经济的金融化趋势难以逆转,其危机的恢复过程也很特殊。在古典的工业积累危机下,危机本身播下了复苏的种子,固定资本更新和就业的增加成为经济复苏的市场自发机制。金融化积累危机复苏的特点是,金融机构和公司利润的好转伴随着就业和工资的恶化,即“无就业复苏”。
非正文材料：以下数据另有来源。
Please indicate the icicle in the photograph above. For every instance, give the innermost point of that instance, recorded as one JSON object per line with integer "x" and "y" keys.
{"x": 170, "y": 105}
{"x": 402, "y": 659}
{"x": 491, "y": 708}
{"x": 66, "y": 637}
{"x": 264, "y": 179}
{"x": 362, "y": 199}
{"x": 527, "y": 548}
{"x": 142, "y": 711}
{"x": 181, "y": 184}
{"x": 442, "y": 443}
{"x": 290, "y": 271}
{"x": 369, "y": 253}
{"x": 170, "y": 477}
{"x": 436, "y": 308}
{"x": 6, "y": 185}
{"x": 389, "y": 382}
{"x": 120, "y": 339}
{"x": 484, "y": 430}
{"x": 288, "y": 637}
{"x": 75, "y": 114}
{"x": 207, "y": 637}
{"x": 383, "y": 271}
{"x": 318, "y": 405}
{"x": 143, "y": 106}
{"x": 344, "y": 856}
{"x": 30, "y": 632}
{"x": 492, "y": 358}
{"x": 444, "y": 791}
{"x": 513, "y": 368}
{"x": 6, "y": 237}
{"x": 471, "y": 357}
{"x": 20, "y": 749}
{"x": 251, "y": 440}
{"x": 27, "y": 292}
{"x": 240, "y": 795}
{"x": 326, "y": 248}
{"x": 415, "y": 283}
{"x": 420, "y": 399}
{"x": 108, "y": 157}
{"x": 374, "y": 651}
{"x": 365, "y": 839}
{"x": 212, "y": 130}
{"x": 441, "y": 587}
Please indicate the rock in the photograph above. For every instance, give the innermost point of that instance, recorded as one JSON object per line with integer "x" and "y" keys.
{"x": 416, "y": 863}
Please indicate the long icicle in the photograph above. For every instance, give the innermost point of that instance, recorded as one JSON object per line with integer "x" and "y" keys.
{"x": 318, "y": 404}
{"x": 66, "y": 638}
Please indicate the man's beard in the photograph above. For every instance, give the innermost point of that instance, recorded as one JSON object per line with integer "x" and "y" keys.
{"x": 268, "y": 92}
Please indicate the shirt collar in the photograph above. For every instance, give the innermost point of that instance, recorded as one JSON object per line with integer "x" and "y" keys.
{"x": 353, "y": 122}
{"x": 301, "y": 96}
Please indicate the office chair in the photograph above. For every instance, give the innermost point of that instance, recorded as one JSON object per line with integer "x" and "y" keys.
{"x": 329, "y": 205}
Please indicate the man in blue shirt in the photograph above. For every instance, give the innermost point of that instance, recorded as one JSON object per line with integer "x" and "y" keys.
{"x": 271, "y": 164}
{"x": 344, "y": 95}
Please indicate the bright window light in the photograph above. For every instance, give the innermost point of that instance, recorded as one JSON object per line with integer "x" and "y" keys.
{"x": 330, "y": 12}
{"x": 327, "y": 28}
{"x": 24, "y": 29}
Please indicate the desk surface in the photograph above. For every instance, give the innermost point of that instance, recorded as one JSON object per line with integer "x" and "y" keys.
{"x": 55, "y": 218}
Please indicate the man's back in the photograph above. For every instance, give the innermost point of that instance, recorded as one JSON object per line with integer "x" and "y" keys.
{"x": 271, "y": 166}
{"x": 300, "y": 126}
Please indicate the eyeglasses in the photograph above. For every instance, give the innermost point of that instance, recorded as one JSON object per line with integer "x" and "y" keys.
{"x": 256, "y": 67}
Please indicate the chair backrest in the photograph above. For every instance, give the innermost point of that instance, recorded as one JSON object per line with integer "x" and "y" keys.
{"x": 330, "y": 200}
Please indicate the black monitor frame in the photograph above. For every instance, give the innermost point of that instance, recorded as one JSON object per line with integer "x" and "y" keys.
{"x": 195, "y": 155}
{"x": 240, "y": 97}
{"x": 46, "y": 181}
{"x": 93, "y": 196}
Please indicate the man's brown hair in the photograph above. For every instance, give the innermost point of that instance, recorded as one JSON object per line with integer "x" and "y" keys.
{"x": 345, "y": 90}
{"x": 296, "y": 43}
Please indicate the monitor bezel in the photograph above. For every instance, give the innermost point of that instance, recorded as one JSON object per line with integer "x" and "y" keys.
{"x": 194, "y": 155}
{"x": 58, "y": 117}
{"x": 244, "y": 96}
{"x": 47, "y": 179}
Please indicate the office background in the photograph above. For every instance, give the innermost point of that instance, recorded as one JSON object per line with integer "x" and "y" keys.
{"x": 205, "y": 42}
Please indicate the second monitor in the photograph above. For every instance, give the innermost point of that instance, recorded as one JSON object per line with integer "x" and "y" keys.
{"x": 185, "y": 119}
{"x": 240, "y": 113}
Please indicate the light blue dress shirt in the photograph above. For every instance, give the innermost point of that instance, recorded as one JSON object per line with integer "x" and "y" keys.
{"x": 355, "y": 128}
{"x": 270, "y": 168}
因而,金融化和金融危机不断分割和边缘化工人阶级,造成工人阶级身份和利益的异质化:一是产业工人数量急剧减少;二是边缘化工人群体不断增加;三是工人阶级身份和利益的异质化。
二、社会保障私有化:捆绑劳资利益的新自由主义改革
1.社会保障私有化是金融资本积累的需要
社会保障私有化表面看是对人口老龄化、雇佣弹性化、全球化竞争等一系列问题的反应,但作为新自由主义改革之一,目的却是服务于金融资本积累。社会保障私有化至少承担着三个职能:以金融资本市场取代企业和国家来承担社会保障功能,甩掉企业和政府的相关负担,社会保障从企业和国家责任变成个人义务;迎合华尔街金融资本利益需要,为金融市场不断注入社会保障资本;捆绑劳资利益,强化资本对劳动的约束,使新自由主义改革具有不可逆性。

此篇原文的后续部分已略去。